R users know it can be finicky in its requirements and opaque in its error messages. The beginning R user often then happily discovers that a mailing list for dealing with R problems with a large and active user base, R-help, has existed since 1997. Then, the beginning R user wades into the waters, asks a question, and is promptly torn to shreds for inadequate knowledge of statistics and/or the software, for wanting to do something silly, or for the gravest sin of violating the posting guidelines. The R user slinks away, tail between legs, and attempts to find another source of help. Or so the conventional wisdom goes. Late last year, someone on Twitter (I don’t remember who, let me know if it was you) asked if R-help was getting meaner. I decided to collect some evidence and find out.

Our findings are surprising, but I think I have some simple sociological explanations.

I began by using Scrapy to download all the e-mails sent to R-help between April 1997 (the earliest available archive) and December 2012. I did not collect all of the data for December 2012. The idea for this project and the scraping took place a long time before the analysis. This produced a total of 318,733 emails. As you can imagine, participation on the list seems to have mirrored the increased adoption of R itself, ranging from 102 posts in April of 1997, to 2144 posts in April 2007, to 2995 posts in November 2012.

Number of posts per month between 1997 and 2012
Number of posts per month between 1997 and 2012.

Sentiment analysis is well-known in natural language processing circles as being difficult to do well because of the complexity of language. Things like sarcasm (“Oh, your code is just great! I’m sure you spent hours on it!”), polysemy, and domain- and context-specific vocabularies all make fully automated sentiment analysis a thorny endeavor. However, 300,000+ emails is prohibitive for fully supervised tagging, so, I took a page from Gary King and used the ReadMe package. Fellow Bad Hessian Alex Hanna has also used this package in his own research on social media in Egypt. ReadMe allows users to code a small portion of documents from a larger corpus into a set of mutually exclusive and exhaustive categories. The approach differs somewhat from sentiment analysis procedures developed in computer science and information retrieval which are based on the classification of individual documents. King points out in an accompanying paper [PDF] that social scientists are more often interested in proportions and summary statistics (such as average sentiment) and that optimizing for individual document classification can lead to bias in estimating these statistics. I believe that ReadMe is also the basis for the technology that Crimson Hexagon uses.

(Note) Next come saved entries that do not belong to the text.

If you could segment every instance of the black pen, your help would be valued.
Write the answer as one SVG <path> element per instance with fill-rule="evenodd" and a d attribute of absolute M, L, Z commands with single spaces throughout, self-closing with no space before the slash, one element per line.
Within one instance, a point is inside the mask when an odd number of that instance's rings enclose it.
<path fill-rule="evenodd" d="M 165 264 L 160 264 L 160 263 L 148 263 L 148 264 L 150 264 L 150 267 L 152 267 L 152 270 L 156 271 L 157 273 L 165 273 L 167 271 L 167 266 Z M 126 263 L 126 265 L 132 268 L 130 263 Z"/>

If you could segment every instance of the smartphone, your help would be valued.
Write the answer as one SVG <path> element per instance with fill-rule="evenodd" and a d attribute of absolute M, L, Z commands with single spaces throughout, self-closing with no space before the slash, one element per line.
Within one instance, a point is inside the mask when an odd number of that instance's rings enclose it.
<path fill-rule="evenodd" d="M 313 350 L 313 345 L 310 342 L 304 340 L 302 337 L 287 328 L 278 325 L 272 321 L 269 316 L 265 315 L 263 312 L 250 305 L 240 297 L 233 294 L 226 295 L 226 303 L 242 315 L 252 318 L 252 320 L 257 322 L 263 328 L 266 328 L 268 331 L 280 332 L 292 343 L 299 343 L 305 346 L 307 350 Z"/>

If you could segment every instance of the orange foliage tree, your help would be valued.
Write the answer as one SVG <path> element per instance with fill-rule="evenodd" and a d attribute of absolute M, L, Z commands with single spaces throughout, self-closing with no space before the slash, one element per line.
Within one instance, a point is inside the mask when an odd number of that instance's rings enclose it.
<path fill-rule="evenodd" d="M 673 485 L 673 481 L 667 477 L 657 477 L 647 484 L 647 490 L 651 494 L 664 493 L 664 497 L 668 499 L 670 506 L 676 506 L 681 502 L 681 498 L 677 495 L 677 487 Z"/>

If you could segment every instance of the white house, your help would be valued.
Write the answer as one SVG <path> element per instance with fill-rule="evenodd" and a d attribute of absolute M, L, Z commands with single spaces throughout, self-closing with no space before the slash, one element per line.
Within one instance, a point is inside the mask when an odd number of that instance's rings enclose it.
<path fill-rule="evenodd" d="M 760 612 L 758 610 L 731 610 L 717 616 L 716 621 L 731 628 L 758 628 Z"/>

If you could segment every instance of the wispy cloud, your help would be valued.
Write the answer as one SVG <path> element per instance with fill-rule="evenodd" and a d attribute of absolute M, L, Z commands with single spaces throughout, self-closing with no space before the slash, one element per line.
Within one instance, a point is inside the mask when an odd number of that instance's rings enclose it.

Next, my extremely helpful research assistant (and wife) Erin Gengo helped me code a training set of 1000 messages mostly randomly sampled from the corpus of emails. I say “mostly randomly sampled” because I also made sure to include a subset of emails from a notoriously prickly R-help contributer to ensure we had some representative mean emails. We decided to code responses to questions rather than questions themselves as it wasn’t immediately clear what a “mean question” would look like. We each read 500 messages and coded them in the following categories:

  • -2 Negative and unhelpful
  • -1 Negative but helpful
  • 0 No obviously valence or request for additional information
  • 1 Positive or helpful
  • 2 Not a response

An example of a response coded -2 would be responses that do not answer the question, along with simply telling the user to RTFM, that they have violated the posting guidelines, or offer “?lm” as the only text when the question is about lm().

An example of a response coded -1 would be a response along the lines of “I’m not sure why you’d even want to do that, but here’s how you would” or “You’ve violated the posting guidelines, but I’ll help you this once.”

Responses coded 0 have no obvious positive or negative aspects or are follow-ups to questions asking for clarification or additional information. That is, they are not helpful in the sense of answering a question but are also not negative in sentiment.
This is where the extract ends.